Why Custom Tables Matter
- They support custom business processes
- Allow unlimited custom fields and relationships
- Integrate seamlessly with other Dataverse features
- Enable highly specific data modeling
When to Use Them
Use a Custom table when:
- The data does not logically belong in a Standard table
- You need unique business logic or automation
- You want to avoid misusing existing tables for unrelated purposes
Custom tables ensure your architecture remains clean and scalable.
3. Activity Tables
Activity tables are a special type designed to track interactions, such as:
- Emails
- Phone Calls
- Appointments
- Tasks
- Notes
Entities classified as activities share:
- A common Activity schema
- Timeline visibility on records
- Regarding relationships
Why Activity Tables Are Important
They unify communication tracking across the system and help teams understand the full history of customer engagement.
When to Use Them
Use an Activity table when you need to track an interaction between users and customers, especially one with a time component or follow-up requirement.
4. Virtual Tables
Virtual tables allow Dataverse to display data that lives outside of Dynamics—without copying or storing it. They connect to external sources such as:
- SQL databases
- Azure services
- Third-party APIs
- Custom connectors
Why Virtual Tables Are Powerful
- Reduce storage costs
- Provide real-time access to external systems
- Remove the need for data duplication or sync jobs
- Allow external data to behave like native Dataverse data
When to Use Them
Ideal for:
- Integrations where data must remain in an external system
- Read-only or real-time data needs
- Avoiding expensive Dataverse storage when syncing large datasets
Virtual tables streamline integrations while maintaining a connected user experience.
5. Elastic Tables
Elastic tables (formerly “Azure-backed tables”) are designed for high-volume, fast-changing data. They are optimized for scenarios involving:
- Massive datasets
- High-frequency writes
- Telemetry or IoT device data
- Event or log tracking
- Time-series data
Unlike standard Dataverse tables, Elastic tables use scalable Azure storage behind the scenes, making them suitable for workloads that Dataverse’s relational model isn’t built to handle.
When to Use Them
Choose an Elastic table when you need:
- To process thousands or millions of records rapidly
- Cost-effective storage for large data streams
- Real-time ingestion without degrading Dataverse performance
Elastic tables open the door to big-data scenarios inside the Power Platform.

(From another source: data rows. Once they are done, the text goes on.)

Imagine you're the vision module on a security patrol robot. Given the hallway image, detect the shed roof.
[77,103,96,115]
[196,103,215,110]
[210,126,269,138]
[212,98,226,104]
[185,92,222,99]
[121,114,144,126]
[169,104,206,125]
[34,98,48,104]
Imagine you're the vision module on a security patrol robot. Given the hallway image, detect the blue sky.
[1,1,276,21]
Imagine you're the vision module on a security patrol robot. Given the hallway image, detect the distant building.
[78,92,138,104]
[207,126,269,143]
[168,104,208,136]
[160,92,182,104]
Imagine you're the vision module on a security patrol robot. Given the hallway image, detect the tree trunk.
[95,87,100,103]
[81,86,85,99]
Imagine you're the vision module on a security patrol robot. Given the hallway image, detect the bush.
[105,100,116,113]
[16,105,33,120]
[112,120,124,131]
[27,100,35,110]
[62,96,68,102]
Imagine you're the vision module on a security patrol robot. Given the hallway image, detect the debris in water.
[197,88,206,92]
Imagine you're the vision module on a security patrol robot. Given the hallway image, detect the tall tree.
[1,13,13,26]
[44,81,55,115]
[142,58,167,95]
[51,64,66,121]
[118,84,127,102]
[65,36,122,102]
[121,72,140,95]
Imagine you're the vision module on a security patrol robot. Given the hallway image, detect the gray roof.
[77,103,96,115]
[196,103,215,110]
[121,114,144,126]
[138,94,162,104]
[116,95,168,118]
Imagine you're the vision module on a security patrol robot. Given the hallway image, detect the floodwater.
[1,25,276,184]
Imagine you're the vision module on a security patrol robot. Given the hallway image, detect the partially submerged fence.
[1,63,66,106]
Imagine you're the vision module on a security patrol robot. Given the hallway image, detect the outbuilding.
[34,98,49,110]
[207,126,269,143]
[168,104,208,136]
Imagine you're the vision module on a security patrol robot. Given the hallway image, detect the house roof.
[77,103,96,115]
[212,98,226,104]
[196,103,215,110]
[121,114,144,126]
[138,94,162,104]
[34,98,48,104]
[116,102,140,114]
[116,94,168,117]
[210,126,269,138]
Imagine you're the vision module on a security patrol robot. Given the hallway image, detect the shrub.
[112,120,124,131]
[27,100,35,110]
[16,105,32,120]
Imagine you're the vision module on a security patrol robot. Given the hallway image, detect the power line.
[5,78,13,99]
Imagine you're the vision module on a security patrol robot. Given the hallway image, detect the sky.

Final Thoughts: Choosing the Right Table Type
Each table type in Dynamics 365 serves a purpose:
- Standard tables → Best for core CRM functionality
- Custom tables → Perfect when you need tailored data modeling
- Activity tables → Ideal for tracking interactions and touchpoints
- Virtual tables → Great for external or real-time data without duplication
- Elastic tables → Built for massive, fast-moving datasets
Choosing the right table type leads to:
- Better performance
- Cleaner architecture
- Lower storage costs
- Greater scalability
- A more intuitive user experience
Understanding these options empowers architects, admins, and makers to build smarter, future-ready solutions in Dynamics 365 and the Power Platform.